Valor: Ferindo a autonomia federativa...

Genro: Fere totalmente e não permite planejamento. A correção pela inflação é previsível no âmbito orçamentário e dá atualização real ao salário.

Valor: Por que os Estados não se planejam para cumprir a lei?

Genro: É totalmente impossível pagar. É uma superposição de mais de 20% na folha de pagamento da educação neste ano e mais 20% no ano que vem, o que tornaria totalmente inviável o custeio dessa folha. Mais que triplica o valor da inflação em um ano. No Estado nós temos assegurado reajuste [nominal] de 76,5% nos salários dos docentes até 2014 - aumento real de cerca de 50%. A aplicação do reajuste traria um reflexo totalmente impossível para a carreira.

Valor: A lei foi criada nesses termos. Por que reclamar agora?

Genro: A confusão foi feita por decisão irresponsável do Congresso, que fixou a correção pelo Fundeb, desconfigurando o conceito de piso [ao fixar um indexador de correção baseado em portarias] ao não prever que ele seja atualizado por um indexador de inflação.

Valor: O Rio Grande do Sul dá os reajustes anuais como manda a lei?
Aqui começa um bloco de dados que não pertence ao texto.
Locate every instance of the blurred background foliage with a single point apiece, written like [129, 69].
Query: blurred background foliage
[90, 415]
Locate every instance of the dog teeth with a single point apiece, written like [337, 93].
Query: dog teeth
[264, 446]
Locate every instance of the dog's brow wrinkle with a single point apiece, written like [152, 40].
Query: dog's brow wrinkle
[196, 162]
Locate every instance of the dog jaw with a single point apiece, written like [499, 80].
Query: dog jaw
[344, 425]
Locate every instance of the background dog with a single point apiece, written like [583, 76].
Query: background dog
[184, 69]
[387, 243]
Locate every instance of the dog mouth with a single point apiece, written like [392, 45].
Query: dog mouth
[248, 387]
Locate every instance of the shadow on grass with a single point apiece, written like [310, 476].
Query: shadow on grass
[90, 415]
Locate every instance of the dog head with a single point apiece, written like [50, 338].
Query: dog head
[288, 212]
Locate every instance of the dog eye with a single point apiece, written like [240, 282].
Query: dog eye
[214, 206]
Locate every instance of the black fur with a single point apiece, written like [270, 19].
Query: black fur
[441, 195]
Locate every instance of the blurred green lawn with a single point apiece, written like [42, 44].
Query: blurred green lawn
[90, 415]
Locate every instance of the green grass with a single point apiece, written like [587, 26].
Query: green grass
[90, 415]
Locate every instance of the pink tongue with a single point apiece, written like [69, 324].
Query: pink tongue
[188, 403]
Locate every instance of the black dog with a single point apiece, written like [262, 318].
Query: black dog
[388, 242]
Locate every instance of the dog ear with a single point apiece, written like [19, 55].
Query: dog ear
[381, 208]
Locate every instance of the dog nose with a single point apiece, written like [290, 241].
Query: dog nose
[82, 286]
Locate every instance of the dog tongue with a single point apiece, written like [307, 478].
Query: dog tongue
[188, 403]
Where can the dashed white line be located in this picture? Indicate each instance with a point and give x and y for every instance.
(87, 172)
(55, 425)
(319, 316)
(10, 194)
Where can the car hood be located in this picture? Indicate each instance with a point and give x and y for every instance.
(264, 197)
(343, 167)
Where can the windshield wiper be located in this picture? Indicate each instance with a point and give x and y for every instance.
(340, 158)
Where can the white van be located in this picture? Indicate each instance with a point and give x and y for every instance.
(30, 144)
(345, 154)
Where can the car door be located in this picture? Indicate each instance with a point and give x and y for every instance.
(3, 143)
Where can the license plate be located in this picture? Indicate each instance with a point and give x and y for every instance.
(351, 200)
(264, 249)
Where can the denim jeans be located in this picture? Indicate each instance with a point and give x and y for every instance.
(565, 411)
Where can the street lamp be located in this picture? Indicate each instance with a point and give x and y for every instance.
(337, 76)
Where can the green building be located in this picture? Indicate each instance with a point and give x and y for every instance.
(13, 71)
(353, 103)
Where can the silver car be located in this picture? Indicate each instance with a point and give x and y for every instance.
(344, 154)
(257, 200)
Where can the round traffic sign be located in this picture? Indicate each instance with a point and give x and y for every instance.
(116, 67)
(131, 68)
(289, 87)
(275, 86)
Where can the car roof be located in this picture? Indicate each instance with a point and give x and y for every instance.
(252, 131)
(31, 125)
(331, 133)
Genro: Fizemos as correções através de um completivo salarial obedecendo os R$ 1.451 do piso. A partir daí aprovamos os reajustes até 2014. Não usamos o reajuste do Fundeb porque a lei é inconstitucional, não pode ser cumprida por ninguém. Se o Supremo mantiver a constitucionalidade, os Estados perdem autonomia sobre seus orçamentos e capacidade negocial que têm com os sindicatos.

Valor: O ministro da Educação, Aloizio Mercadante, disse que a judicialização da lei é um equívoco.

Genro: É uma visão equivocada do assunto, de quem está por fora.